Portugal mestiço, sôtôres, o rolo compressor de Bolonha, tropa, juízes e Barroso

Hoje poucas são efemérides para o meu gosto de recordar, dado que apenas anoto a abertura ao público do Centro Cultural de Belém, em 1993, e o facto de Soares ser desterrado para São Tomé, em 1968. Prefiro saudar a chegada da Primavera e assinalar o dia mundial contra a discriminação racial, onde é divulgado um estudo de 2005 onde se considera que Portugal dos brandos costumes é o quarto país mais racista da Europa.
Por isso, notei que uma esforçada cidadã belga que, na Cova da Moura, tão esforçadamente tem animado o Moinho da Juventude, foi entrevistada pela televisão, em defesa do nosso belo princípio constitucional. Contudo, ao denunciar, e muito bem, a primitivíssima discrimanação entre os portugueses ditos “sôtôres” e os outros, caiu na esparrela de não considerar portugueses os covamourenses de origem africana, quando disse que “os portugueses” que com ela colaboravam como monitores não eram discriminados num local que António Ramos Rosa qualificou como “um lugar mestiço”, símbolo do novo Portugal.
Também eu quero esse Portugal mestiço, fiel a certa memória lusotropical, onde até se possa ter o crioulo reconhecido como língua nacional e uma ampla circulação de dupla cidadania entre as pátrias do fado, do samba e da morabeza, num triângulo estartégico-cultural que dê fundura morena e sulista ao Atlântico, para assim podermos honrar a esfera armilar que a república foi buscar ao Reino Unido de 1816. Por isso, saúdo o gesto do presidente Cavaco ao fazer a sua primeira viagem ao estrangeiro a Cabo Verde, para assistir à posse do presidente local.
Reparo, por acréscimo, que o primeiro diploma promulgado pelo novo presidente tem a ver com a introdução do modelo de Bolonha no ensino superior lusitano.
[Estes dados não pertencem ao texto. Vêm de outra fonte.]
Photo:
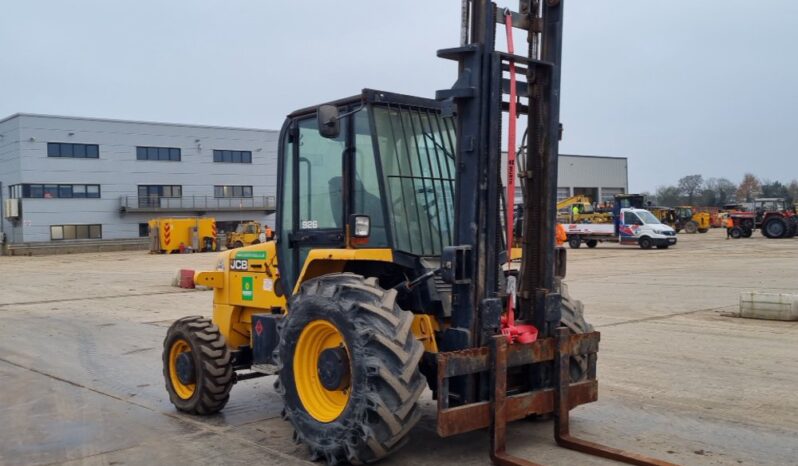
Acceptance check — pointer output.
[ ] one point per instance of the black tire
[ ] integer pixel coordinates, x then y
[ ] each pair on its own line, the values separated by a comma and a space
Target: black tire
212, 368
775, 228
792, 228
383, 355
573, 317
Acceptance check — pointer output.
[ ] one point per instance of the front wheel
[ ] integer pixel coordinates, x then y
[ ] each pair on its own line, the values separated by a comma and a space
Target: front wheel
197, 366
775, 228
349, 375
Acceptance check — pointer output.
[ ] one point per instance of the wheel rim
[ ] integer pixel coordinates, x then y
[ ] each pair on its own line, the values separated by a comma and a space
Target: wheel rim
322, 404
776, 229
184, 391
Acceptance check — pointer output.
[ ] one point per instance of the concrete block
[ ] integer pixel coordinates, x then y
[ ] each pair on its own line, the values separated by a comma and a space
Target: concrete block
769, 306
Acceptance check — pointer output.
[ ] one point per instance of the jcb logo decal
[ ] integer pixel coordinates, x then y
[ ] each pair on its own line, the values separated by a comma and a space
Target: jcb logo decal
239, 264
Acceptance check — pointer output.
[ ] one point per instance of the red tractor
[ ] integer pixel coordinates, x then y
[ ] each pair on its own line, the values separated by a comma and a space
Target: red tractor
774, 218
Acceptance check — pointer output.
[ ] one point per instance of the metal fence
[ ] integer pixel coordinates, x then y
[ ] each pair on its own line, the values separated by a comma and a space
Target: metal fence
196, 203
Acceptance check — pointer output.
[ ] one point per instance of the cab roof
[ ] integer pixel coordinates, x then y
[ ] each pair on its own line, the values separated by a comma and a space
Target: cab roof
374, 96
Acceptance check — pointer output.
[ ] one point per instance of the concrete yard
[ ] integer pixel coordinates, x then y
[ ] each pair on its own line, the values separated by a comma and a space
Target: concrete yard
81, 383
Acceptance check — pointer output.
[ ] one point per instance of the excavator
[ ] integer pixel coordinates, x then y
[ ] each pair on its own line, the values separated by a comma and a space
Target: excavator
391, 272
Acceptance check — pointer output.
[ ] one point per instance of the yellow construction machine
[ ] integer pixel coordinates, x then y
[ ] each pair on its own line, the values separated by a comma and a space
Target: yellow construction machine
691, 221
247, 234
390, 270
580, 209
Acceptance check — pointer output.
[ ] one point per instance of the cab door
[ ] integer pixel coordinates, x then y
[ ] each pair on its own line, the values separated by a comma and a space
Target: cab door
312, 209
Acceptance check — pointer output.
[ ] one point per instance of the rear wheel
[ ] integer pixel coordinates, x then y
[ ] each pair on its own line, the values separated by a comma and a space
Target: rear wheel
775, 228
197, 366
349, 375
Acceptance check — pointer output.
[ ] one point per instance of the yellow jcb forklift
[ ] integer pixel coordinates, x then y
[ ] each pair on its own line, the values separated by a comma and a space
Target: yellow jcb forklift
390, 271
691, 221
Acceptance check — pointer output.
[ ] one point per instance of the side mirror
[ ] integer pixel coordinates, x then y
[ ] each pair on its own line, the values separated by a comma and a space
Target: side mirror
328, 121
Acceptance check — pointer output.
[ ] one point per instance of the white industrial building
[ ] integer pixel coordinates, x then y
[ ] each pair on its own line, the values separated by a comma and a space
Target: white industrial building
598, 177
67, 179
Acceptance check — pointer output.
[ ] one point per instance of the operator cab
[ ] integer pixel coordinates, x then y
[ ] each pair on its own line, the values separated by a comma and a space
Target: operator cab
376, 170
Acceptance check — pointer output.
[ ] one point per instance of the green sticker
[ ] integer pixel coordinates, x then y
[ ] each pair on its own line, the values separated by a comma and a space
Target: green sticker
251, 255
246, 288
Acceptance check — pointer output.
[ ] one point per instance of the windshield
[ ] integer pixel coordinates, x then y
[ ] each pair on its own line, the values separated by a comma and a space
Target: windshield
417, 157
647, 217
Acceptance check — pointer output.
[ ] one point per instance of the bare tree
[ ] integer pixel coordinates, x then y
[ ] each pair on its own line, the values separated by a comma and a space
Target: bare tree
749, 188
792, 189
668, 196
690, 185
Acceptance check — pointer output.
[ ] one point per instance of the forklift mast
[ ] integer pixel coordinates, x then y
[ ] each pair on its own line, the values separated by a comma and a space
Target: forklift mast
479, 99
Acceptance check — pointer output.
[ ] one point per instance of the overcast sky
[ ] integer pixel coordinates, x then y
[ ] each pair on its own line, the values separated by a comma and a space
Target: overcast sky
678, 86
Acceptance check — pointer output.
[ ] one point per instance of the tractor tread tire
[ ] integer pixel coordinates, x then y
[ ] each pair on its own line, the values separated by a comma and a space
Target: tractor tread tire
772, 221
384, 355
573, 317
212, 359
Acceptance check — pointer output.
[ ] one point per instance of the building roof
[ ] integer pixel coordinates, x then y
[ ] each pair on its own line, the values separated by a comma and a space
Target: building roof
114, 120
594, 156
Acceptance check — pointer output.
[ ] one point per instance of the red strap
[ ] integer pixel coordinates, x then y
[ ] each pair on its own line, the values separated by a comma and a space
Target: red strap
520, 333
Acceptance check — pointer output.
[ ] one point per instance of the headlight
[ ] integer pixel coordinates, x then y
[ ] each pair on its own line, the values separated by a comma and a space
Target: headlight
361, 226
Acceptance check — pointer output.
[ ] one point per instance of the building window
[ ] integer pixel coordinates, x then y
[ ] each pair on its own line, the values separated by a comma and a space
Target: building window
75, 151
232, 156
15, 191
232, 191
171, 154
56, 191
61, 232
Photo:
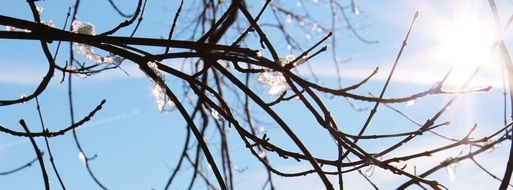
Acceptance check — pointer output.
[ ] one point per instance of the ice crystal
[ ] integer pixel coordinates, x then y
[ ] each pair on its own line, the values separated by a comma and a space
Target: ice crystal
164, 103
81, 157
495, 145
262, 154
10, 28
275, 81
216, 115
48, 23
87, 28
451, 168
410, 103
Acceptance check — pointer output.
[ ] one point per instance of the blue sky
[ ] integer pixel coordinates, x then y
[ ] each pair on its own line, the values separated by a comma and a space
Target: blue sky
137, 146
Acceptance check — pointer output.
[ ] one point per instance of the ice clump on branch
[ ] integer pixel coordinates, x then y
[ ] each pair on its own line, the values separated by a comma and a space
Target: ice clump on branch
87, 28
493, 143
451, 168
275, 80
216, 115
48, 23
81, 157
10, 28
164, 104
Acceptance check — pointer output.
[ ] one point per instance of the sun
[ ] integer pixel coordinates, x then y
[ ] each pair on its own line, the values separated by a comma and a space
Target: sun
464, 44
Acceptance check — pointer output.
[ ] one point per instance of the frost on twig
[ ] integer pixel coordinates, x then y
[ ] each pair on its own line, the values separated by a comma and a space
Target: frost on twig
275, 79
451, 168
10, 28
86, 50
164, 104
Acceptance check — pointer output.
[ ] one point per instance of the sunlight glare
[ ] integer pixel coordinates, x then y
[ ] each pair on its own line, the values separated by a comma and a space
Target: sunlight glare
464, 44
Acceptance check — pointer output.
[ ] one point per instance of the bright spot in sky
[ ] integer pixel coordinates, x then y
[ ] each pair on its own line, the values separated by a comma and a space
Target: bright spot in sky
464, 44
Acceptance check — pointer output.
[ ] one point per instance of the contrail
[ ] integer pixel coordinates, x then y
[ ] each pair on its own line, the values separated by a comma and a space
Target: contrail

Mesmo que discorde do espírito da coisa, sou obrigado a reconhecer que, perante as realidades do rolo compressor, para nos mantermos independentes temos que saber gerir as dependências e deixarmo-nos das habituais fosquices dilatórias, adaptando-nos rapidamente ao pronto-a-vestir. Porque, com o novo diploma, acabaram as antigas licenciaturas, a não ser para os pequenos núcleos de resistência corporativa, dotados de órgãos de soberania privativos ou de corporativas ordens profissionais.

 

O primeiro ciclo de estudos vai equivaler à quarta classe de antigamente ou ao 12º ano de hoje, transformando os três primeiros anos do dito superior num mero politécnico que dá bacharelatos, para que o antigo conceito de universidade comece no antigo quarto ano das licenciaturas, cujo valor será transferido para os novos mestrados, e estes para os os cursos de doutorado os substituam. A avalanche uniformista que obrigou a Europa do Norte a aumentar o número de anos do superior e a Europa do Sul a diminui-los parece-nos imparável e pode levar a uma competitividade e a uma selecção das escolas pela qualidade, dado que muitas universidades de hoje passarão a meros politécnicos e muitos politécnicos para a categoria liceal. De qualquer maneira, o desafio está lançado e a escolha vai passar a depender mais do consumidor transfronteiriço.

 

O velho conceito de “sôtôr” com que a república quis substituir o “barão” do liberalismo, tal como este sucedeu ao “frade” do “ancien régime” está quase morto, podendo abalar a tendência que temos para a caserna da sociedade de ordens e recordar-nos que o próprio liberalismo vintista começou abalado pelo confronto das novas ordens do “partido dos becas” (ou magistrados) contra o “partido da tropa”. Tal como o vinte e cinco de abril se traduziu numa revolta dos tais meritocratas do partido da tropa, para depois ser abafado pelo “partido dos partidocratas”, sem que o “partido dos becas” tenha conseguido instituir um “Estado de Juízes”.

 

Resta saber se hoje não se assiste, pelo contrário, a um confronto equivalente ao que tivemos na viradeira, entre o partido inglês e o partido francês, ou na guerra fria, entre o partido sovietista e o partido ocidentalista. Contudo, a deserção ontem manifestada por Durão Barroso, arrependido do apoio dado ao partido norte-americano, na invasão do Iraque, pode levar o partido europeísta a dar mais atenção à crise deste Estado de providência europeu a que chegámos.